What advantages does this bring to the table? Let's consider the following scenario: we have 30 nodes and replication factor of 3. A node dies completely, and we need to bring up a replacement. At this point the replacement node needs to get a replica for 3 different ranges to reconstitute not only the data it is the first natural replica for, but also data that it is a secondary/tertiary natural replica for (though do recall no replica has 'priority' over another in Cassandra, this terminology is strictly to illustrate placement on the ring.) Since our RF is 3 and we lost a node, we logically only have 2 replicas left, which for 3 ranges means there are up to 6 nodes we can stream from. In current practice though, Cassandra will only use one replica from each range, so we'll stream from 3 other nodes total.
We want to minimize how long this operation is going to take, because if we lose another node while this is happening there's a chance we'll be down to 1 replica for some ranges, and then all operations for that range with a consistency level greater than ONE would fail.

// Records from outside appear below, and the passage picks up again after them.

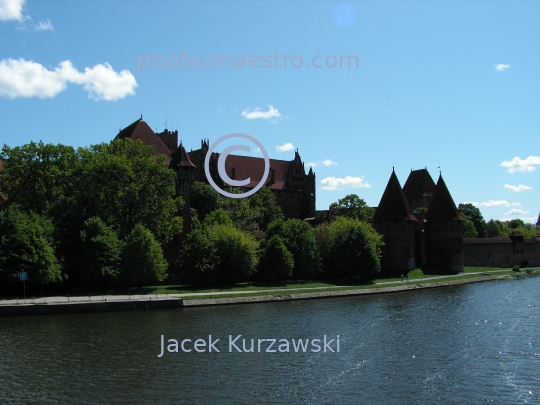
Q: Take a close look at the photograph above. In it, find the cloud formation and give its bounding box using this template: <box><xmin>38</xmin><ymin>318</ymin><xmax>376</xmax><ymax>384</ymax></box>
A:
<box><xmin>276</xmin><ymin>142</ymin><xmax>294</xmax><ymax>152</ymax></box>
<box><xmin>322</xmin><ymin>159</ymin><xmax>337</xmax><ymax>166</ymax></box>
<box><xmin>307</xmin><ymin>159</ymin><xmax>337</xmax><ymax>167</ymax></box>
<box><xmin>241</xmin><ymin>105</ymin><xmax>281</xmax><ymax>120</ymax></box>
<box><xmin>0</xmin><ymin>0</ymin><xmax>25</xmax><ymax>21</ymax></box>
<box><xmin>478</xmin><ymin>200</ymin><xmax>521</xmax><ymax>208</ymax></box>
<box><xmin>34</xmin><ymin>18</ymin><xmax>54</xmax><ymax>31</ymax></box>
<box><xmin>495</xmin><ymin>63</ymin><xmax>510</xmax><ymax>72</ymax></box>
<box><xmin>0</xmin><ymin>59</ymin><xmax>137</xmax><ymax>101</ymax></box>
<box><xmin>504</xmin><ymin>184</ymin><xmax>532</xmax><ymax>193</ymax></box>
<box><xmin>321</xmin><ymin>176</ymin><xmax>371</xmax><ymax>190</ymax></box>
<box><xmin>501</xmin><ymin>156</ymin><xmax>540</xmax><ymax>173</ymax></box>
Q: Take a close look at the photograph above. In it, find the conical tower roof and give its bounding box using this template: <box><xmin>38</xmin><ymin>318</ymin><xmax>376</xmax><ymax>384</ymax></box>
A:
<box><xmin>373</xmin><ymin>170</ymin><xmax>418</xmax><ymax>222</ymax></box>
<box><xmin>426</xmin><ymin>175</ymin><xmax>465</xmax><ymax>222</ymax></box>
<box><xmin>403</xmin><ymin>169</ymin><xmax>435</xmax><ymax>198</ymax></box>
<box><xmin>170</xmin><ymin>143</ymin><xmax>196</xmax><ymax>167</ymax></box>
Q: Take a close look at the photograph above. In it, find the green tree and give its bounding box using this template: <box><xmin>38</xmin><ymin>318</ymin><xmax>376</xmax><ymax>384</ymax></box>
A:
<box><xmin>463</xmin><ymin>218</ymin><xmax>478</xmax><ymax>238</ymax></box>
<box><xmin>190</xmin><ymin>181</ymin><xmax>223</xmax><ymax>221</ymax></box>
<box><xmin>0</xmin><ymin>141</ymin><xmax>79</xmax><ymax>215</ymax></box>
<box><xmin>332</xmin><ymin>222</ymin><xmax>381</xmax><ymax>280</ymax></box>
<box><xmin>120</xmin><ymin>224</ymin><xmax>168</xmax><ymax>287</ymax></box>
<box><xmin>77</xmin><ymin>217</ymin><xmax>123</xmax><ymax>285</ymax></box>
<box><xmin>458</xmin><ymin>203</ymin><xmax>486</xmax><ymax>238</ymax></box>
<box><xmin>508</xmin><ymin>218</ymin><xmax>525</xmax><ymax>229</ymax></box>
<box><xmin>257</xmin><ymin>235</ymin><xmax>294</xmax><ymax>281</ymax></box>
<box><xmin>329</xmin><ymin>194</ymin><xmax>375</xmax><ymax>222</ymax></box>
<box><xmin>247</xmin><ymin>188</ymin><xmax>285</xmax><ymax>231</ymax></box>
<box><xmin>206</xmin><ymin>225</ymin><xmax>258</xmax><ymax>283</ymax></box>
<box><xmin>265</xmin><ymin>219</ymin><xmax>321</xmax><ymax>280</ymax></box>
<box><xmin>317</xmin><ymin>217</ymin><xmax>384</xmax><ymax>279</ymax></box>
<box><xmin>203</xmin><ymin>208</ymin><xmax>233</xmax><ymax>228</ymax></box>
<box><xmin>179</xmin><ymin>227</ymin><xmax>219</xmax><ymax>284</ymax></box>
<box><xmin>221</xmin><ymin>188</ymin><xmax>263</xmax><ymax>240</ymax></box>
<box><xmin>0</xmin><ymin>204</ymin><xmax>62</xmax><ymax>284</ymax></box>
<box><xmin>74</xmin><ymin>138</ymin><xmax>183</xmax><ymax>244</ymax></box>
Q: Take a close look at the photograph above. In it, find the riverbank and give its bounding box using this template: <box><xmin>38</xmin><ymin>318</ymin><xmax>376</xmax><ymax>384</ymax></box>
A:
<box><xmin>0</xmin><ymin>272</ymin><xmax>532</xmax><ymax>317</ymax></box>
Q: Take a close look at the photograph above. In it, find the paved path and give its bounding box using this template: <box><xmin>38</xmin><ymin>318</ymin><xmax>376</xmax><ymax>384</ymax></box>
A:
<box><xmin>0</xmin><ymin>269</ymin><xmax>508</xmax><ymax>305</ymax></box>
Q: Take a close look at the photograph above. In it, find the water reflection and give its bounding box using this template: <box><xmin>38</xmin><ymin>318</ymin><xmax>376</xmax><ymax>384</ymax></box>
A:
<box><xmin>0</xmin><ymin>278</ymin><xmax>540</xmax><ymax>404</ymax></box>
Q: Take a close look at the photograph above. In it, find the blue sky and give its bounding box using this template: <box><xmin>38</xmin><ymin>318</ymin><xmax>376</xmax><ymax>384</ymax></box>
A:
<box><xmin>0</xmin><ymin>0</ymin><xmax>540</xmax><ymax>222</ymax></box>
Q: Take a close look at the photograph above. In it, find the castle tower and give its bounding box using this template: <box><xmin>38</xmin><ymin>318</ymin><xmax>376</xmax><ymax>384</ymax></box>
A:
<box><xmin>305</xmin><ymin>167</ymin><xmax>316</xmax><ymax>218</ymax></box>
<box><xmin>372</xmin><ymin>170</ymin><xmax>418</xmax><ymax>276</ymax></box>
<box><xmin>403</xmin><ymin>169</ymin><xmax>435</xmax><ymax>210</ymax></box>
<box><xmin>424</xmin><ymin>175</ymin><xmax>465</xmax><ymax>273</ymax></box>
<box><xmin>169</xmin><ymin>143</ymin><xmax>196</xmax><ymax>234</ymax></box>
<box><xmin>156</xmin><ymin>129</ymin><xmax>178</xmax><ymax>153</ymax></box>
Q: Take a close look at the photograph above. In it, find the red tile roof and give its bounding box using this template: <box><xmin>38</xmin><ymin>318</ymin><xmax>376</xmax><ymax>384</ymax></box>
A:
<box><xmin>426</xmin><ymin>176</ymin><xmax>465</xmax><ymax>222</ymax></box>
<box><xmin>373</xmin><ymin>171</ymin><xmax>418</xmax><ymax>222</ymax></box>
<box><xmin>212</xmin><ymin>153</ymin><xmax>291</xmax><ymax>190</ymax></box>
<box><xmin>115</xmin><ymin>118</ymin><xmax>171</xmax><ymax>163</ymax></box>
<box><xmin>170</xmin><ymin>144</ymin><xmax>196</xmax><ymax>167</ymax></box>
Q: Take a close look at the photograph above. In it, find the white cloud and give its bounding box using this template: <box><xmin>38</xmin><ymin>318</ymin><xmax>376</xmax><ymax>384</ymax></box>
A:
<box><xmin>276</xmin><ymin>142</ymin><xmax>294</xmax><ymax>152</ymax></box>
<box><xmin>501</xmin><ymin>156</ymin><xmax>540</xmax><ymax>173</ymax></box>
<box><xmin>322</xmin><ymin>159</ymin><xmax>337</xmax><ymax>166</ymax></box>
<box><xmin>504</xmin><ymin>184</ymin><xmax>532</xmax><ymax>193</ymax></box>
<box><xmin>0</xmin><ymin>59</ymin><xmax>137</xmax><ymax>101</ymax></box>
<box><xmin>0</xmin><ymin>0</ymin><xmax>25</xmax><ymax>21</ymax></box>
<box><xmin>321</xmin><ymin>176</ymin><xmax>371</xmax><ymax>190</ymax></box>
<box><xmin>478</xmin><ymin>200</ymin><xmax>521</xmax><ymax>208</ymax></box>
<box><xmin>34</xmin><ymin>18</ymin><xmax>54</xmax><ymax>31</ymax></box>
<box><xmin>504</xmin><ymin>208</ymin><xmax>529</xmax><ymax>215</ymax></box>
<box><xmin>241</xmin><ymin>105</ymin><xmax>281</xmax><ymax>120</ymax></box>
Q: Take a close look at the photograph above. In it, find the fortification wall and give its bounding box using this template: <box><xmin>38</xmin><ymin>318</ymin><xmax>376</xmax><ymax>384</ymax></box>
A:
<box><xmin>463</xmin><ymin>237</ymin><xmax>540</xmax><ymax>267</ymax></box>
<box><xmin>425</xmin><ymin>221</ymin><xmax>464</xmax><ymax>273</ymax></box>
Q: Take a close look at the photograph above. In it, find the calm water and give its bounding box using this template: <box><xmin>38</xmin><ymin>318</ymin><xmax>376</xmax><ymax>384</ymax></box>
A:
<box><xmin>0</xmin><ymin>277</ymin><xmax>540</xmax><ymax>405</ymax></box>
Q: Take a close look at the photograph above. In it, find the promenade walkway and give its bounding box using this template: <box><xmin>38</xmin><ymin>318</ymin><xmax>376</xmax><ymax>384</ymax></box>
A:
<box><xmin>0</xmin><ymin>269</ymin><xmax>508</xmax><ymax>305</ymax></box>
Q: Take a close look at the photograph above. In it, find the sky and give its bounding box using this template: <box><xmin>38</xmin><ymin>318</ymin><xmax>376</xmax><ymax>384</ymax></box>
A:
<box><xmin>0</xmin><ymin>0</ymin><xmax>540</xmax><ymax>223</ymax></box>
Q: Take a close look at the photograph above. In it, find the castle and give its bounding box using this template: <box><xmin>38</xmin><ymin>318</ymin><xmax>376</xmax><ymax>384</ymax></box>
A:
<box><xmin>115</xmin><ymin>116</ymin><xmax>540</xmax><ymax>276</ymax></box>
<box><xmin>115</xmin><ymin>116</ymin><xmax>316</xmax><ymax>227</ymax></box>
<box><xmin>372</xmin><ymin>169</ymin><xmax>465</xmax><ymax>275</ymax></box>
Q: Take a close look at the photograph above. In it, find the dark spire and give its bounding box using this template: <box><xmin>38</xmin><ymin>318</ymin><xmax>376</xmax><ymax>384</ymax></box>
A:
<box><xmin>403</xmin><ymin>169</ymin><xmax>435</xmax><ymax>198</ymax></box>
<box><xmin>426</xmin><ymin>176</ymin><xmax>465</xmax><ymax>222</ymax></box>
<box><xmin>170</xmin><ymin>141</ymin><xmax>196</xmax><ymax>167</ymax></box>
<box><xmin>373</xmin><ymin>168</ymin><xmax>418</xmax><ymax>222</ymax></box>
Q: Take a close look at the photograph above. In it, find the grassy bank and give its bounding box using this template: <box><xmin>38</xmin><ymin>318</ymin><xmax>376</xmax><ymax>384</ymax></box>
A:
<box><xmin>130</xmin><ymin>267</ymin><xmax>512</xmax><ymax>299</ymax></box>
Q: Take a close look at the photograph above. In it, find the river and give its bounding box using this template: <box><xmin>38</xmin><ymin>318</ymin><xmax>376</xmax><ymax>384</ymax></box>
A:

Even if we used all 6 possible replica nodes, we'd only be using 20% of our cluster, however.
If instead we have randomized vnodes spread throughout the entire cluster, we still need to transfer the same amount of data, but now it's in a greater number of much smaller ranges distributed on all machines in the cluster. This allows us to rebuild the node faster than our single token per node scheme.
Cassandra has worked toward increasing the amount of data that can be reasonably stored per node in many releases, and of course 1.2 will be no different with its new disk failure handling. One last wrinkle though is if you lose one disk, you'll have to wait on repair before anything will begin to be restored to the new disk. Repair is two phases, first a validation compaction that iterates all the data and generates a Merkle tree, and then streaming when the actual data that is needed is sent. The validation phase might take an hour, while the streaming only takes a few minutes, meaning your replaced disk sits empty for at least an hour. Much like the node replacement scenario I began with, with vnodes you'll gain two distinct advantages in this situation. The first is that since the ranges are smaller, data will be sent to the damaged node in a more incremental fashion instead of waiting until the end of a large validation phase. The second is that the validation phase will be parallelized across more machines, causing it to complete faster.
Another nice advantage vnodes bring is easing the use of heterogeneous machines in a cluster. As time goes on, everyone is going to come to a point where it's time to replace older, weaker machines with newer, more powerful ones. While in transition however, it would be nice if the newer nodes could bear more load immediately. You might be able do this today with very careful planning and range calculation, but it would be cumbersome and error prone. If you have vnodes it becomes much simpler, you just assign a proportional number of vnodes to the larger machines. If you started your older machines with 64 vnodes per node and the new machines are twice as powerful, simply give them 128 vnodes each and the cluster remains balanced even during transition.
As you can see, virtual nodes are a large feature addition for 1.2, but don't worry if you have an existing cluster, they won't be forced on you and everything will work the way it did before. If you'd like to upgrade an installation to virtual nodes, that's possible too, but I'll save that for a later post. If you want to get started with vnodes on a fresh cluster, however, that is fairly straightforward. Just don't set the
initial_token parameter in your
conf/cassandra.yaml and instead enable the
num_tokens parameter. A good default value for this is 256.